Strabismus usually begins in infancy or childhood. Some
toddlers have accommodative esotropia. Their eyes cross
because they need glasses for farsightedness. But most
cases of strabismus do not have a well-understood cause.
It seems to develop because the eye muscles are
uncoordinated and do not move the eyes together.
Acquired strabismus can occasionally occur because of a
problem in the brain, an injury to the eye socket, or
thyroid eye disease.
When young children develop strabismus, they typically
have mild symptoms. They may hold their heads to one
side if they can use their eyes together in that
position. Or, they may close or cover one eye when it
deviates, especially at first. Adults, on the other
hand, have more symptoms when they develop strabismus.
They have double vision (see a second image) and may
lose depth perception. At all ages, strabismus is
disturbing. Studies show school children with
significant strabismus have self-image problems.
Amblyopia, or lazy eye, is closely related to
strabismus. Children learn to suppress double vision so
effectively that the deviating eye gradually loses
vision.
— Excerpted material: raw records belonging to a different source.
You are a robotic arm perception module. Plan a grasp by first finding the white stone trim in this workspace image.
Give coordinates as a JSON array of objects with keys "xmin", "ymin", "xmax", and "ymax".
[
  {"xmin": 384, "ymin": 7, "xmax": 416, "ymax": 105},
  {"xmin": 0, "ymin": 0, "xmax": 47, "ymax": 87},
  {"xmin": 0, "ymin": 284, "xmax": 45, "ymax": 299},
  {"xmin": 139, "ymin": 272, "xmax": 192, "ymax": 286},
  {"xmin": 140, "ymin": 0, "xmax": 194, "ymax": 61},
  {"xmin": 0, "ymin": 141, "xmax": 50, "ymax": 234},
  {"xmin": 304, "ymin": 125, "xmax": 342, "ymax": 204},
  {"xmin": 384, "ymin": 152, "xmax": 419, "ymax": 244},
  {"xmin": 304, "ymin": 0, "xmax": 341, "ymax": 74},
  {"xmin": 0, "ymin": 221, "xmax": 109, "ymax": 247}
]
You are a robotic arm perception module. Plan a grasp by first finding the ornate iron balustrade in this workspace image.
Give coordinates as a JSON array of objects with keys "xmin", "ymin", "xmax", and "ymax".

It may be necessary to patch the good eye and
wear glasses before treating the strabismus. Amblyopia
does not occur when alternate eyes deviate, and adults
do not develop amblyopia.
Strabismus is often treated by surgically adjusting the
tension on the eye muscles. The goal of surgery is to
get the eyes close enough to perfectly straight that it
is hard to see any residual deviation. Surgery usually
improves the conditions though the results are rarely
perfect. Results are usually better in young children.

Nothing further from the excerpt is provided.